Brazil has been taking major steps towards tackling climate change in the 21st century. In 2015, the US Brazil Climate Change Working Group was established in a cooperative defense against deforestation and carbon emissions, with Brazil “aiming to reach net zero emissions by 2050 and eliminate illegal deforestation by 2028.”[1] Natural disasters have plagued Brazil for decades, but this past decade has seen some of the most substantial impacts with back to back droughts in 2012 and 2014 affecting four million and 27 million individuals respectively, and a wildfire in 2019 affecting over 10 million individuals, with climate change being recognized as having “a significant impact on disaster management efforts.”[2] As more and more people are harmed by climate change, Brazil continues to strike down those promoting practices harming the environment.

The next strategy Brazil has utilized is litigation against private entities. On September 12, 2023, Brazil’s Attorney General Office filed a lawsuit against a private livestock farmer for deforestation of the Amazon Forest. The deforestation is set between the years 2003 and 2016. The Attorney General Office is representing the Brazilian Federal Environmental Agency. In this case, it is alleged that there is “a direct cause and effect relationship between the emission of greenhouse gasses caused by the defendant and its contributions to the global climate emergency.” [3]

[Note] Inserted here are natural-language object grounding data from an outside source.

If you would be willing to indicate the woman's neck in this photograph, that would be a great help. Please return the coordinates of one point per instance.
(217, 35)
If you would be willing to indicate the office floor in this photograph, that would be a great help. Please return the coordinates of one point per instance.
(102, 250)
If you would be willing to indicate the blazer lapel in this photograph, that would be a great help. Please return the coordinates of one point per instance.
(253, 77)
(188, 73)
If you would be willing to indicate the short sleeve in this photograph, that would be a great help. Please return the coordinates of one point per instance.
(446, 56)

This is not the first case regarding climate change that the Brazilian Federal Government has brought to court. In 2021, a similar case was filed by the Brazilian Federal Public Prosecutor’s Office regarding a cattle farmer’s deforestation activities. In both cases, the plaintiffs are seeking compensation. There is a carbon calculator software created by the Amazonian Research Institute that is used to calculate the amount of carbon released with deforestation. [4] The 2023 lawsuit has determined that one ton of carbon dioxide realized is equal to about $63.55, and a total damage of 292 million is what is currently on the table for proper compensation from the defendant.

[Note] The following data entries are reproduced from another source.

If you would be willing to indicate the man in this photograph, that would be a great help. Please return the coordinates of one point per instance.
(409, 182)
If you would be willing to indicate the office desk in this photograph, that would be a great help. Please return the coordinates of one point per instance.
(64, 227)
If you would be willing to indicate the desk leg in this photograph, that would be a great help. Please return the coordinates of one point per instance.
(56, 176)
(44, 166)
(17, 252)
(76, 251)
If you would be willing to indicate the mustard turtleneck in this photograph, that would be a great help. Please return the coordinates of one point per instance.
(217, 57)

The presence of these lawsuits shows how dedicated Brazil is to their climate regulations. While many countries have some form of climate regulations, seeing how many actually adhere to them is what really matters. Brazil has made many efforts towards conserving its biodiversity but is still the largest greenhouse gas emitter of Latin America and the Caribbean.[5] It is through lawsuits like this one that Brazil is able to uphold the promises it has made to its nation and the world that greenhouse gas emissions will drop, and they will align with their net zero emissions goal by 2050. While there is much left to do to limit carbon emissions, it is intended that the compensation from cases such as this one can help the country advance their efforts against climate change.